Allegations that Gerald Butts and other officials inappropriately tried to help construction company SNC-Lavalin Group Inc have fuelled a scandal that has cost Trudeau two senior cabinet ministers.

Former Justice Minister Jody Wilson-Raybould told the House of Commons justice committee last week that she and her staff had been subjected to persistent unwelcome pressure.

Butts, who resigned as Trudeau’s principal private secretary on Feb 18, said he had had one short conversation on Dec. 5 with Wilson-Raybould about SNC-Lavalin, which is facing trial on charges of bribing Libyan officials.

“I did not and I do not see how our brief discussion on that file constituted pressure of any kind,” Butts told the justice committee. “I am firmly convinced that nothing happened here beyond the normal operations of government.”

SNC-Lavalin faces fraud charges relating to bribes the company is said to have offered to Libyan officials to influence the awarding of contracts between 2001 and 2011.

The company had hoped to benefit from a new law that would have granted it a deferred prosecution agreement to allow the firm to escape with a fine. Wilson-Raybould had the power to scrap the decision to go to trial, but decided against it.

The firm, which employs 9,000 people in Canada, is based in the province of Quebec, where Trudeau’s Liberals need to pick up seats to win October’s federal election.

Wilson-Raybould said 11 officials and ministers had contacted her and her office a total of 20 times over four months about the SNC-Lavalin affair.

“That is two meetings and two phone calls per month for the minister and her office on an issue that could cost a minimum of 9,000 Canadians their job,” said Butts.

A second member of Trudeau’s Cabinet resigned on Monday, saying she had lost confidence in how the government had dealt with the matter. Treasury Board President Jane Philpott was one of the most respected members of government.

Some nervous Liberal parliamentarians say Trudeau needs to make changes to his inner circle, and complain that his office seems to have no plan to deal with the crisis.

Liberal legislators on the committee appeared relieved after the testimony by Butts, telling reporters he had clearly done nothing inappropriate.

But opposition members, who want a public inquiry into the affair, were unconvinced.

“How can you be credible to us when Ms Wilson-Raybould gave us such clear consistent testimony of a pattern of interference in an independent prosecution?” asked legislator Charlie Angus of the left-leaning New Democrats.

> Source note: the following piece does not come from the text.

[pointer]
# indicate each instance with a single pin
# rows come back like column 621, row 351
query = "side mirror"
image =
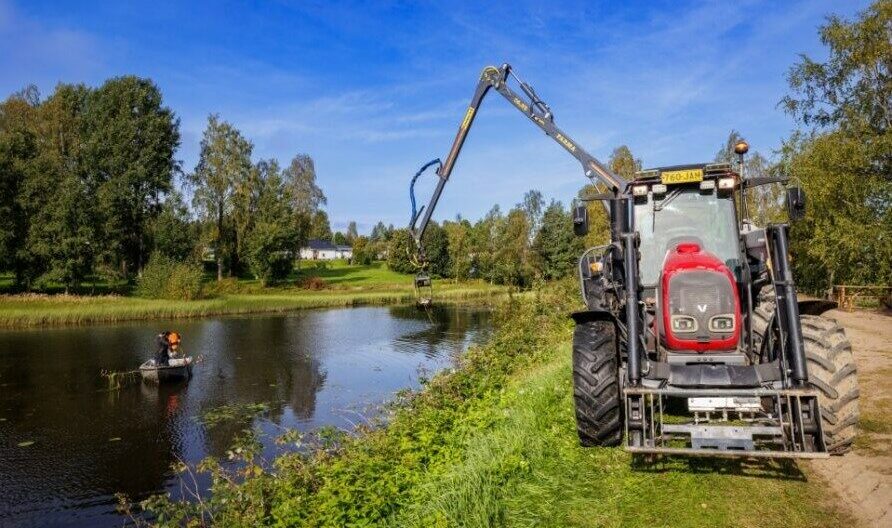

Butts said he and others had urged Wilson-Raybould to seek outside legal advice given the law was new and taking into consideration the economic consequences of a guilty verdict.

“The only thing we ever asked (her) to do was to get a second opinion. And we also made it clear that she was free to accept that opinion, or not,” he said.

Wilson-Raybould, unexpectedly demoted to the veterans affairs ministry in January, told the committee she felt this was linked to the SNC-Lavalin case, which Butts denied.

“I firmly believe that nothing inappropriate occurred here and nothing inappropriate was alleged to have occurred until after the cabinet shuffle,” he said.

Wilson-Raybould quit on Feb 12 after less than a month in her new job.